А почему же нельзя спастись раз и навсегда? Протестанты часто подшучивают над православными: как это вы не знаете, спасены вы или нет, как это нет у вас полной уверенности в собственном спасении? Потому и нет, что живем мы по Писанию, а оно нам говорит, что мы спасены в надежде (Рим. 8: 24). Христос действительно всего человека исцелил (Ин. 7: 23) и открыл для нас путь к обожению, но проделать этот путь я должен сам, это моя история, мой путь творчества.

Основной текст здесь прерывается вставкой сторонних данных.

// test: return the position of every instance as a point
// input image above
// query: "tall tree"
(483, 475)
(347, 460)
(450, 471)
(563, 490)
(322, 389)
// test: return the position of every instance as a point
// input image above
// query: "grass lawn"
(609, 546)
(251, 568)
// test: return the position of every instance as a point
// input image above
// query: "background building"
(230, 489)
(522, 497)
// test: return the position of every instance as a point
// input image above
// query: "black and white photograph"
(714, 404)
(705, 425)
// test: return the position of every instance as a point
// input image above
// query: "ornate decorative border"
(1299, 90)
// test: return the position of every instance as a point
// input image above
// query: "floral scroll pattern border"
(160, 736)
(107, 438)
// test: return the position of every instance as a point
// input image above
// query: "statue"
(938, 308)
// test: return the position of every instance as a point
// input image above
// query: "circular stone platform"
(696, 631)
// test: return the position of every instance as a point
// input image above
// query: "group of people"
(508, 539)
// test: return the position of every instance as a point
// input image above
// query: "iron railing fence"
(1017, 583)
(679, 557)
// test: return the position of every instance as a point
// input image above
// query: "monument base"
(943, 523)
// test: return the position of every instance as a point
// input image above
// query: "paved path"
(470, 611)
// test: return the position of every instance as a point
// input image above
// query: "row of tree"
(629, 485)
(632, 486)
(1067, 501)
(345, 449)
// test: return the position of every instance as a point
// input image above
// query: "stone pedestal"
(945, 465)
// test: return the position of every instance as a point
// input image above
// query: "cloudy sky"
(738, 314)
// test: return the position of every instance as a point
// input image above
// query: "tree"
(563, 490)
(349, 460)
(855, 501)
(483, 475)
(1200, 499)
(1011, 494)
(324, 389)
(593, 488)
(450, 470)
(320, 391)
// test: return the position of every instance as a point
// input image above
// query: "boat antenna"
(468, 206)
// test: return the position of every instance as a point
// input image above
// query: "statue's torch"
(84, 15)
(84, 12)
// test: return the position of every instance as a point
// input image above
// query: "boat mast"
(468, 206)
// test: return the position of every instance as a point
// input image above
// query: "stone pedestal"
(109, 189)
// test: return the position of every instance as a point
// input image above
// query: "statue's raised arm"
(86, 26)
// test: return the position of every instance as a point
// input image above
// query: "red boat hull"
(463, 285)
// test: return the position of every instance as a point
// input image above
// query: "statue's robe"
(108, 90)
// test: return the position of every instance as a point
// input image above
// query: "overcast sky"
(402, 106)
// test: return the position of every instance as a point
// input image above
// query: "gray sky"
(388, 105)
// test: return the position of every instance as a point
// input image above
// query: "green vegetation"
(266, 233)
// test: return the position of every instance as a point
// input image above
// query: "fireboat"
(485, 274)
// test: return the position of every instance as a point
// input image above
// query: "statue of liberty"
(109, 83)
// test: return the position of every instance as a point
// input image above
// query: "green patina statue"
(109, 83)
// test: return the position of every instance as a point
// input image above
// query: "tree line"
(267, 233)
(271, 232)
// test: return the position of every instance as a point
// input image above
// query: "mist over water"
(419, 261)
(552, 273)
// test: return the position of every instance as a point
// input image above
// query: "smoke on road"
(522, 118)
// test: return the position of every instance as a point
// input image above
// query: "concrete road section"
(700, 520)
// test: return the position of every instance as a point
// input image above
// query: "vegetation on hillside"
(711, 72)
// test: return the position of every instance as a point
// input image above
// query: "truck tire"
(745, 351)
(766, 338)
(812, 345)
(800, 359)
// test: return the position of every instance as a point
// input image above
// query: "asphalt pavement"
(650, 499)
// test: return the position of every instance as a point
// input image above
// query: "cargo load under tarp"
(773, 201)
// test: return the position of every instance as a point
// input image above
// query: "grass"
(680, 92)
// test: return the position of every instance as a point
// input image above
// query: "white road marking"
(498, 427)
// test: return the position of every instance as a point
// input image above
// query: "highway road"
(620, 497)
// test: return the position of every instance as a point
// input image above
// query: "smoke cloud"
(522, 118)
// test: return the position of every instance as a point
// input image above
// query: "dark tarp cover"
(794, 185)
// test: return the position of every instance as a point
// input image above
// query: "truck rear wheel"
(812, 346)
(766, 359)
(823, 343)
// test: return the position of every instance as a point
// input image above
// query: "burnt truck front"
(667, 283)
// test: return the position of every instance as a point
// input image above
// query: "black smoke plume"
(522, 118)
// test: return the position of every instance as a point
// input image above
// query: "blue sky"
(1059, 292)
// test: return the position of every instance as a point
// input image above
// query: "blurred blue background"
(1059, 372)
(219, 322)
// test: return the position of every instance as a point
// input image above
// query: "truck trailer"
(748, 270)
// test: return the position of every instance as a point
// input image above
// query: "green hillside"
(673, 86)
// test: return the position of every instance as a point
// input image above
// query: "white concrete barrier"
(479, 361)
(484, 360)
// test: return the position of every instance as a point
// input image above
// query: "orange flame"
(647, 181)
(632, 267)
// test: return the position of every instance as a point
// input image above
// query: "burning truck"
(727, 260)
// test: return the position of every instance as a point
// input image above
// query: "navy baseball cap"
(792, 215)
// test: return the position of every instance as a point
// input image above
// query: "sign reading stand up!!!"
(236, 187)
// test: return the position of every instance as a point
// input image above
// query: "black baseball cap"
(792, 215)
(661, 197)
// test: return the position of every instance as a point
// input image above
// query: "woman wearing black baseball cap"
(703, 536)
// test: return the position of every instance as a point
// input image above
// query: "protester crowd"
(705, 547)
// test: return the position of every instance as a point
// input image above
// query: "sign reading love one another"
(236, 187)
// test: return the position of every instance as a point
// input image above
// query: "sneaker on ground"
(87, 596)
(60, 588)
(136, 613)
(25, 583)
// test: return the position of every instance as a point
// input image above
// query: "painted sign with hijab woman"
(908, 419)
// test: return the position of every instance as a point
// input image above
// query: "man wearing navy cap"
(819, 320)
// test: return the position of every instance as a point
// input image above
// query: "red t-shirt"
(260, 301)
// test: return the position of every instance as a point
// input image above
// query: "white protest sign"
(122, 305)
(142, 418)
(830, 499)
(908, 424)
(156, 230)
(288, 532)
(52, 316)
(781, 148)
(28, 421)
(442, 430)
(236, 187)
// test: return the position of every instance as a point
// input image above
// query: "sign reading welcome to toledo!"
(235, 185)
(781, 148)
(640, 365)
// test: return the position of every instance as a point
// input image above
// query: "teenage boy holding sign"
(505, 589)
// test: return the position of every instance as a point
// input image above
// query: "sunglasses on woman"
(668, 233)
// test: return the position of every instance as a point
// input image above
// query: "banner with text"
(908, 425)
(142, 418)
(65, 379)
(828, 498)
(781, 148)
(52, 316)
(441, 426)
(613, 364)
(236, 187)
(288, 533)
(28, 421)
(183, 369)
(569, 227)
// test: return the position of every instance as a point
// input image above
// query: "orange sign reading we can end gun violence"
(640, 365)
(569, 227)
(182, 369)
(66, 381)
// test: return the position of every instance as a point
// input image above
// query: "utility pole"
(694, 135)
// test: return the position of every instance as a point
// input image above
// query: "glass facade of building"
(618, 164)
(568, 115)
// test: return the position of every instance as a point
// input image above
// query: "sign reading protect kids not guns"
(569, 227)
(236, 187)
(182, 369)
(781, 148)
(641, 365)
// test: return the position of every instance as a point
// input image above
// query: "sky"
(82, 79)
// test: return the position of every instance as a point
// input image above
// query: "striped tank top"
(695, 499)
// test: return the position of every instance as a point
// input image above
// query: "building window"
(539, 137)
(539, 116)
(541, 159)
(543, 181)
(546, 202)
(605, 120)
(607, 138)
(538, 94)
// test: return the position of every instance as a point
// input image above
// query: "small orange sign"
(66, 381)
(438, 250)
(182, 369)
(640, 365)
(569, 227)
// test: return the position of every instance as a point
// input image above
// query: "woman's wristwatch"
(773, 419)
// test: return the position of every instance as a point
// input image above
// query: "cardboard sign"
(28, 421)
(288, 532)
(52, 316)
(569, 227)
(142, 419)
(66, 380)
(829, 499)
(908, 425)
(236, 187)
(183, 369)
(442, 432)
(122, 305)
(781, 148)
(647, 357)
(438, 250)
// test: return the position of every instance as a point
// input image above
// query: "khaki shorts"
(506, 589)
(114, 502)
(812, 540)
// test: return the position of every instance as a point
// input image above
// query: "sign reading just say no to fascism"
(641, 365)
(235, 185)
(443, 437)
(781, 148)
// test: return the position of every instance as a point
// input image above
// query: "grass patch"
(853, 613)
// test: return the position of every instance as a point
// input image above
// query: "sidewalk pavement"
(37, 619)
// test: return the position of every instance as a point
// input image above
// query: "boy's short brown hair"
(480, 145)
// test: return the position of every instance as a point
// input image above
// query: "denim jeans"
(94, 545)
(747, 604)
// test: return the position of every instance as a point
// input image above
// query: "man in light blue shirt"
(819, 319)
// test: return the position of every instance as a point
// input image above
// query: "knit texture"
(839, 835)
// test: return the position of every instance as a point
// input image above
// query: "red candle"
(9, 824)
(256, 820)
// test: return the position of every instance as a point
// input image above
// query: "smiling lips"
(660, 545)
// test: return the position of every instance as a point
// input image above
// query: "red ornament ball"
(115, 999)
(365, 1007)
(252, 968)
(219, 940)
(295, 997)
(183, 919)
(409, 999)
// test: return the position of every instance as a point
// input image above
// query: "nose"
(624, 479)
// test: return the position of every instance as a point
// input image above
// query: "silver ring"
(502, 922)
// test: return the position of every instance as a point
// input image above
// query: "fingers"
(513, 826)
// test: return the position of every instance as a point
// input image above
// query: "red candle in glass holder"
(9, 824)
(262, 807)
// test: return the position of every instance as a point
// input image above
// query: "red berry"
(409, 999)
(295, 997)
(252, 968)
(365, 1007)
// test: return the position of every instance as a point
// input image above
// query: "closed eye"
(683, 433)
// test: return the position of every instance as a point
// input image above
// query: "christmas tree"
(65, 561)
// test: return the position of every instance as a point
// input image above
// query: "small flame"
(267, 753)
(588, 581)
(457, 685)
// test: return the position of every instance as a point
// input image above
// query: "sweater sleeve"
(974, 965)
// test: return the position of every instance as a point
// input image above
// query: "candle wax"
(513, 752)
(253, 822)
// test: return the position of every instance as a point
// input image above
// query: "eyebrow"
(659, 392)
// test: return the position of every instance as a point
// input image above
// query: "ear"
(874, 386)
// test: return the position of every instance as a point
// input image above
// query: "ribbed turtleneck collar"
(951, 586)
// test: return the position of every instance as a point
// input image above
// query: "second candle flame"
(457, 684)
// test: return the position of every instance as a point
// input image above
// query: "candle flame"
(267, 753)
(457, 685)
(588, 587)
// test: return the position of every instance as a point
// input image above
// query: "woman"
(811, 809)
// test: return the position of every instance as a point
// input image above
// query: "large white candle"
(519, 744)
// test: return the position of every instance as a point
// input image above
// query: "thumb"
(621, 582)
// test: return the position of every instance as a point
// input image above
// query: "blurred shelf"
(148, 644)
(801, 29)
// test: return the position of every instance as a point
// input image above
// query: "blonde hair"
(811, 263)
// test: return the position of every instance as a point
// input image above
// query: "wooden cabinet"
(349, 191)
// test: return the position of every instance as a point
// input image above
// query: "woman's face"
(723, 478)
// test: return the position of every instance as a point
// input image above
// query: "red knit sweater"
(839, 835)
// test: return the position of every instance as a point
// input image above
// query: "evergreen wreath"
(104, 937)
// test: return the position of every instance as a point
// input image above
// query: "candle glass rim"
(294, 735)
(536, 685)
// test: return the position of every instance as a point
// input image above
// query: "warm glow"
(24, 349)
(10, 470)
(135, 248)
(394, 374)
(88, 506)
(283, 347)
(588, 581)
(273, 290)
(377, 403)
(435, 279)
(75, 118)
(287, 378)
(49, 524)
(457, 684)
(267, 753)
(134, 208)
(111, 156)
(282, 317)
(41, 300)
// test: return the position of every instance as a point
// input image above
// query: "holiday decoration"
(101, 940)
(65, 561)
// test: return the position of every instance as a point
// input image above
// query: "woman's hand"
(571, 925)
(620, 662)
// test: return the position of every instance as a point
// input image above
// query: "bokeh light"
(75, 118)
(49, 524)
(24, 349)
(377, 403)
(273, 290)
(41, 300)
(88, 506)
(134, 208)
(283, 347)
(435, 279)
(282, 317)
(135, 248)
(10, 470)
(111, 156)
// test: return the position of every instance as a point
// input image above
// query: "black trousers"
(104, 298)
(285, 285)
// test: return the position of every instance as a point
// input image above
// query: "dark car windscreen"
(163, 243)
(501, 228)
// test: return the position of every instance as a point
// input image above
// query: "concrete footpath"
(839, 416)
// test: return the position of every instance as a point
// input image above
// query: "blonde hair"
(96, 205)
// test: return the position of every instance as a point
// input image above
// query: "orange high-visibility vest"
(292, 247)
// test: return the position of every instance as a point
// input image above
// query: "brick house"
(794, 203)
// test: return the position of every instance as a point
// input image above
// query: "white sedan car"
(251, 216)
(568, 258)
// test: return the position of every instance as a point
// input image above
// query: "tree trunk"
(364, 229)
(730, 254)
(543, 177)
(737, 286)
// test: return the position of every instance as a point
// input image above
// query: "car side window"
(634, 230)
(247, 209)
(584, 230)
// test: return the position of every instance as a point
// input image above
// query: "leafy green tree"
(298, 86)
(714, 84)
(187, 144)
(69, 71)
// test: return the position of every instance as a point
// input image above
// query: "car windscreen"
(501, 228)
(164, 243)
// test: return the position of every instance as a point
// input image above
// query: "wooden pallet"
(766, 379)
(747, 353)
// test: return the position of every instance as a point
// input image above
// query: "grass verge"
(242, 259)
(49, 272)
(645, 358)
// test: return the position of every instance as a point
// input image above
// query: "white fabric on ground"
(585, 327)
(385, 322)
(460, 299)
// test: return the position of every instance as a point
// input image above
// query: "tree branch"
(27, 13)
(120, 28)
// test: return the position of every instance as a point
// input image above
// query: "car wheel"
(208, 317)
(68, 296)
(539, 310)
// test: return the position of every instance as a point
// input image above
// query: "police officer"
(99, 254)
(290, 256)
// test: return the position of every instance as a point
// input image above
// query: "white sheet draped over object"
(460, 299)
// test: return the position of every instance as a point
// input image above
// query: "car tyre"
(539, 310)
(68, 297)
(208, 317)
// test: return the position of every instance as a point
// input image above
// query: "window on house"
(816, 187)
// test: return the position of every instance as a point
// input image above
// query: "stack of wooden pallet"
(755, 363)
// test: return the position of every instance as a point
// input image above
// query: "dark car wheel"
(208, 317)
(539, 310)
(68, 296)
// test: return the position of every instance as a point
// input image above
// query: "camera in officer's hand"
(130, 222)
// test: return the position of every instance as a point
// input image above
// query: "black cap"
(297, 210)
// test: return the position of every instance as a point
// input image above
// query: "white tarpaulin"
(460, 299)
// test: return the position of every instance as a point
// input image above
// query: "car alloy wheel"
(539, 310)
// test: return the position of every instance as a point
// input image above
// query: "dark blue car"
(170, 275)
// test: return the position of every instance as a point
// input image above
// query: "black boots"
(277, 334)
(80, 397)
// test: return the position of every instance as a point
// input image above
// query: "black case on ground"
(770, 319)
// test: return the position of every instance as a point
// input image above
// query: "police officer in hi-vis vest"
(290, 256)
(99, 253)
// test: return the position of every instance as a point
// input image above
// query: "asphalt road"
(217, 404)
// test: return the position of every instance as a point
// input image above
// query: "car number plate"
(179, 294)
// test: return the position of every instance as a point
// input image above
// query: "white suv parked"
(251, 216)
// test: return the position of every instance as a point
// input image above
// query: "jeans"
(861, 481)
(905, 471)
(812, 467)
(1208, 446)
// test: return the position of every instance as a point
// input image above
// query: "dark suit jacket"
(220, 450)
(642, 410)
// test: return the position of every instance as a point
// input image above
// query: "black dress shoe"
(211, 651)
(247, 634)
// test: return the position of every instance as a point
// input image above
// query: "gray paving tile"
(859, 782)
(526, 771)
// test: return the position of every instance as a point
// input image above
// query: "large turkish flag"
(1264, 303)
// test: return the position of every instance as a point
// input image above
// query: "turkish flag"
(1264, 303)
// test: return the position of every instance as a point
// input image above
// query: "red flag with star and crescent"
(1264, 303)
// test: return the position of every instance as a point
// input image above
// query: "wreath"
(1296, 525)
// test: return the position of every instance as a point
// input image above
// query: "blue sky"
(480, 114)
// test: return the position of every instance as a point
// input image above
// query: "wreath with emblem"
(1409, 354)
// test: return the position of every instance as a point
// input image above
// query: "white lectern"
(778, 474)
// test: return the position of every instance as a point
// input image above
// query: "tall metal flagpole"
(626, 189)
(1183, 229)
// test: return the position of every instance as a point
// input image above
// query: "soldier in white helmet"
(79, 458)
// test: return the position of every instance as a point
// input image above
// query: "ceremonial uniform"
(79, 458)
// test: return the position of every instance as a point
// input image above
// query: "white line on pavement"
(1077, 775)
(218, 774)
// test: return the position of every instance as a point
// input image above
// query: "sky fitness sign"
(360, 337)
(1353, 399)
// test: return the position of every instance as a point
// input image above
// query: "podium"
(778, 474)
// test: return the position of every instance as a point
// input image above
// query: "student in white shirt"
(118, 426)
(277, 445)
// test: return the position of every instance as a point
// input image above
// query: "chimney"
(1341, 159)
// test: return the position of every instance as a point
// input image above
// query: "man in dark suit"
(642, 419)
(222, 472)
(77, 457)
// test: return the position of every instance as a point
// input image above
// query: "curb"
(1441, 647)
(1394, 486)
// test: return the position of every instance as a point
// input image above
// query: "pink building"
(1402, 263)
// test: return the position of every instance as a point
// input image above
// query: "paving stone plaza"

Кто внимательно читал тексты апостола Павла, тот обращал внимание на павловские «если»: дом же Его – мы, если только дерзновение и упование, которым хвалимся, твердо сохраним до конца (Евр. 3: 6); Евангелие… которым и спасаетесь, если только преподанное удерживаете, как я благовествовал вам (1 Кор. 15: 1–2); если только пребываете тверды и непоколебимы в вере и не отпадаете от надежды благовествования (Кол. 1: 23); ибо мы сделались причастниками Христу, если только начатую жизнь сохраним до конца (Евр. 3: 14). Говоря «мы», апостол включает и себя в число неуверенных в спасении, зная по опыту, что со всяким может случиться кораблекрушение в вере (1 Тим. 1: 19), и в каждом своем послании этот великий апостол, пророк и чудотворец просит молитв у своих чад! Как это необычно для сознания языческого и секулярного, ожидающего видеть в святых – героев, личностей гордых и твердо уверенных в своих силах.